Mengingat tekanan inflasi, ketidakpastian global, dan daya beli yang terkikis belum diatasi dari sisi struktural, seperti melalui penciptaan lapangan kerja atau penguatan UMKM.

“Efektivitas stimulus terhadap pertumbuhan ekonomi patut dipertanyakan. Harapan bahwa paket ketiga ini dapat mendongkrak pertumbuhan hingga mencapai 5 persen terlihat terlalu optimistis tanpa adanya dasar yang kuat,” ujarnya kepada MasterV, dikutip pada Minggu (8/6/2025).

Syafruddin juga berpendapat bahwa pemberian stimulus ekonomi secara berulang dapat menambah tekanan pada kondisi fiskal.

Merujuk pada realisasi Anggaran Pendapatan dan Belanja Negara (APBN) hingga bulan April 2025, pendapatan negara baru mencapai 27 persen dari target yang ditetapkan. Sementara itu, defisit anggaran mengalami pembengkakan yang signifikan, dari Rp 31,2 triliun pada bulan Februari menjadi Rp 104 triliun per bulan Maret.

Dengan ruang fiskal yang semakin terbatas, pengucuran insentif tambahan dikhawatirkan akan menambah beban tanpa memberikan dampak yang signifikan terhadap pertumbuhan ekonomi.

Terlebih lagi, permasalahan dalam pelaksanaan stimulus juga menambah kekhawatiran. Diskon tarif listrik yang awalnya diumumkan oleh Kementerian Koordinator Bidang Perekonomian akhirnya dibatalkan karena adanya perbedaan pandangan antar kementerian.

Seperti yang diketahui, setelah diumumkan oleh Kemenko Perekonomian, insentif diskon listrik ini dibantah oleh Kementerian Energi dan Sumber Daya Mineral (ESDM).

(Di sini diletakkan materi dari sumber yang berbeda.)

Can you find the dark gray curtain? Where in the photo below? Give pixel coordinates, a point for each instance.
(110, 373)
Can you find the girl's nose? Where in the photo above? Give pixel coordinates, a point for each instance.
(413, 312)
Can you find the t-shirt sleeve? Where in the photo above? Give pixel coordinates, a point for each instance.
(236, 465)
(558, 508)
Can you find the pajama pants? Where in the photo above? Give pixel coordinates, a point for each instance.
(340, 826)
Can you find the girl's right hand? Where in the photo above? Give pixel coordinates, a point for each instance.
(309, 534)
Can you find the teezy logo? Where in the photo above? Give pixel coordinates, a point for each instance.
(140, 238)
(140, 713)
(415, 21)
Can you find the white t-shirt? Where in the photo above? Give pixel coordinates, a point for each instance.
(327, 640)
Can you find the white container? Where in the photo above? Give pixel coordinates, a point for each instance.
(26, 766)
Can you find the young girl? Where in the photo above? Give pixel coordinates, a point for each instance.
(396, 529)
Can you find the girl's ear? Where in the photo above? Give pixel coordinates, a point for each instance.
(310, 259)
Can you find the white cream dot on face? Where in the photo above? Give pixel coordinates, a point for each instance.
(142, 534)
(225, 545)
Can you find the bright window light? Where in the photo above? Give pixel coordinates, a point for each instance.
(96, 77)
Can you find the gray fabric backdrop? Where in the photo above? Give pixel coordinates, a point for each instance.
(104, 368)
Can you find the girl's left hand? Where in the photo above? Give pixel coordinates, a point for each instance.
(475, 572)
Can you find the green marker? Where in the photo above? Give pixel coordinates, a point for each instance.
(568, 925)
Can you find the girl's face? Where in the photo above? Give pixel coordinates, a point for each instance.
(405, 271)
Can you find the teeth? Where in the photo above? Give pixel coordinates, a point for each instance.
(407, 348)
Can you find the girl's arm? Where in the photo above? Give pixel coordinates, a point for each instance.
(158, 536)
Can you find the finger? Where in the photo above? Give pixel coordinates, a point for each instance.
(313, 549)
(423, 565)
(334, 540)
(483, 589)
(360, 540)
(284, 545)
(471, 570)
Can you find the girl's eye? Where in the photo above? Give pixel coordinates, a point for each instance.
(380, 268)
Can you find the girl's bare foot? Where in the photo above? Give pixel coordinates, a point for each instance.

Sementara itu, Kementerian Keuangan menyatakan bahwa anggaran untuk program tersebut belum siap.

“Hal ini bukan hanya menunjukkan ketidaksiapan fiskal, tetapi juga lemahnya koordinasi antar lembaga negara. Pengumuman kebijakan yang terlalu terburu-buru tanpa adanya kejelasan teknis mengenai anggaran menciptakan citra ketidakpastian yang merugikan kredibilitas pemerintah dan mengganggu ekspektasi publik,” ucapnya.

Setelah pemberian diskon tarif listrik resmi dibatalkan, pemerintah mengalihkan dana tersebut ke BSU, dari semula sebesar Rp 300.000 untuk bulan Juni-Juli 2025 menjadi sebesar Rp 600.000.

Menurutnya, keputusan ini justru dapat mengurangi efektivitas stimulus terhadap konsumsi masyarakat, karena diskon tarif listrik memiliki jangkauan yang lebih luas dibandingkan dengan BSU.

“Jika BSU hanya digunakan untuk memenuhi kebutuhan dasar tanpa mendorong aktivitas ekonomi yang produktif, maka *multiplier effect*-nya akan terbatas. Di sisi lain, pembatalan diskon listrik dapat dianggap sebagai tindakan yang mengurangi daya beli sebagian rumah tangga berpenghasilan tetap yang tidak termasuk dalam kategori penerima BSU,” tuturnya.

Sebagai informasi, pemerintah telah menggelontorkan 5 paket insentif ekonomi pada bulan Juni-Juli 2025 senilai Rp 24,44 triliun dengan tujuan untuk mendorong pertumbuhan ekonomi hingga mencapai level 5 persen pada Kuartal II 2025.

Kelima insentif tersebut meliputi diskon transportasi umum, seperti diskon tarif pesawat dan tarif tol, bantuan sosial pangan, BSU, serta perpanjangan diskon iuran Jaminan Kecelakaan Kerja (JKK) dari BPJS Ketenagakerjaan.